Those who “switch” out of Orthodox Judaism tend to begin questioning their role in the community in high school and often find the denomination “insular and rigid.” But even when they leave, many remain connected to the community, according to new research from the Orthodox Union’s Center for Communal Research.

The study, which centered on interviews with 29 people who left Orthodoxy, also found that rabbis play very important roles and that many who leave the community experience “forms of trauma and instability before, during and after leaving.”

“If we truly want to make meaningful, positive change regarding American Orthodox Jewish attrition, our community will need to pursue the data that will inform that change and commit to act based on what we find,” stated Rabbi Moshe Hauer, executive vice president of the OU.

Moshe Krakowski, professor and director of doctoral studies at Yeshiva University’s Azrieli Graduate School of Jewish Education and Administration, is one of the authors of the study.

“I was very surprised by the fact that most of the respondents overwhelmingly still had very positive feelings towards the Orthodox Jewish community even while sometimes also having very negative feelings,” he told JNS. “Out-and-out hatred or feeling that the Orthodox Jewish community is wrong or bad was really, really tiny. That was not something I expected necessarily, but it was really interesting to see.”

“Maybe it should have been more expected, because people are complicated and people will have complex, sometimes contradictory emotions,” Krakowski said. “But it was interesting to see that positivity.”

One participant in the study told researchers that she doesn’t observe Shabbat but still hosts Friday night dinners. “I eat out at a non-kosher restaurant, but if I’m hosting my friends who I know keep kosher, I have kosher pots and pans,” she told the interviewers. “I order kosher meat, and I can make a kosher dinner.”

Another person told the researchers that she does “the parts of Judaism that bring me joy.” The latter includes those that make her “feel connected to God, connected to the universe” and “connected to the traditions my ancestors have been doing since the beginning of time.”

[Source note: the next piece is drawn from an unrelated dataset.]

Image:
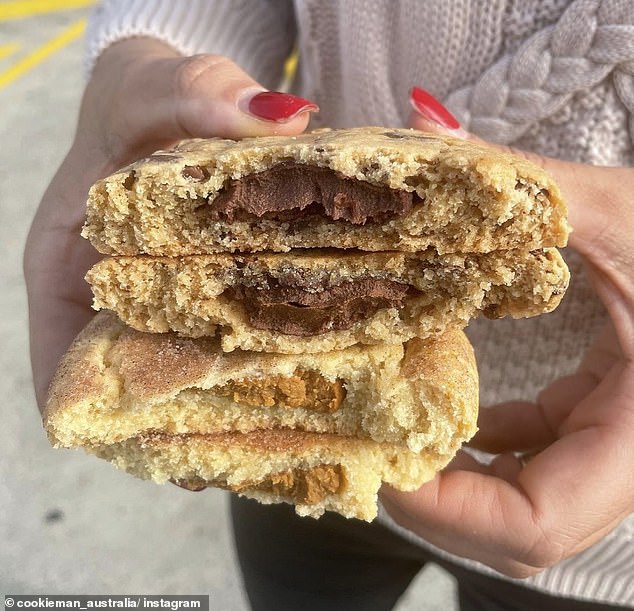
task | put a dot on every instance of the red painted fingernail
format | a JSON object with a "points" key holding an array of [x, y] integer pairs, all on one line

“I’m leaving out the rules that feel very constrictive,” she said, per the study.

Krakowski told JNS that he thinks, personally, that Orthodox Judaism “does an exceptional job of retention, especially compared to other Jewish groups” but also generally.

“It is very, very difficult to be countercultural in a society where 300 million people don’t share your fundamental assumptions about the world,” he said. “I think that it’s really important to recognize what the Orthodox Jewish community is doing is actually quite hard and you would really expect a lot of people to leave.”

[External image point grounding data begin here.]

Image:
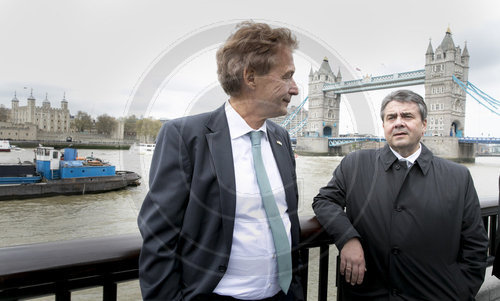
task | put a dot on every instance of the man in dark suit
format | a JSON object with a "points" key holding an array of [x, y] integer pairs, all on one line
{"points": [[412, 227], [204, 226]]}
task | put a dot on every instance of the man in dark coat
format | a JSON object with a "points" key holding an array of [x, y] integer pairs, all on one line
{"points": [[205, 230], [412, 227]]}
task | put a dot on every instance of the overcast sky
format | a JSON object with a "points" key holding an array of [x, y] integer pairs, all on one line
{"points": [[104, 54]]}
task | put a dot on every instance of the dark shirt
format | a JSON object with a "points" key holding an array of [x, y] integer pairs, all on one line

Krakowski’s sense is that there is much less of a phenomenon of people leaving Orthodox Judaism than one would expect naturally.

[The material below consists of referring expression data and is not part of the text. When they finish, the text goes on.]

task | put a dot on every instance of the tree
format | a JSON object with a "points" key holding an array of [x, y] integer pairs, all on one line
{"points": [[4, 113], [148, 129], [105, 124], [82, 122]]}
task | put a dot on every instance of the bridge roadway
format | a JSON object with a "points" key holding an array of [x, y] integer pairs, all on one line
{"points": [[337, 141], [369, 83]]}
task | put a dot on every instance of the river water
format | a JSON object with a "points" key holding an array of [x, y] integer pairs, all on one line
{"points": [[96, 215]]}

“From the point of view of communal leaders, that’s not good enough. They want everyone to stay,” he told JNS. “They would like it to be the case that we don’t lose anyone, and everyone lost is a bit of a tragedy.”

“Both things can be true at once,” he said. “The Orthodox Jewish community does a very good job and nonetheless, you still want to understand and better respond to the fact that there are many people who leave.”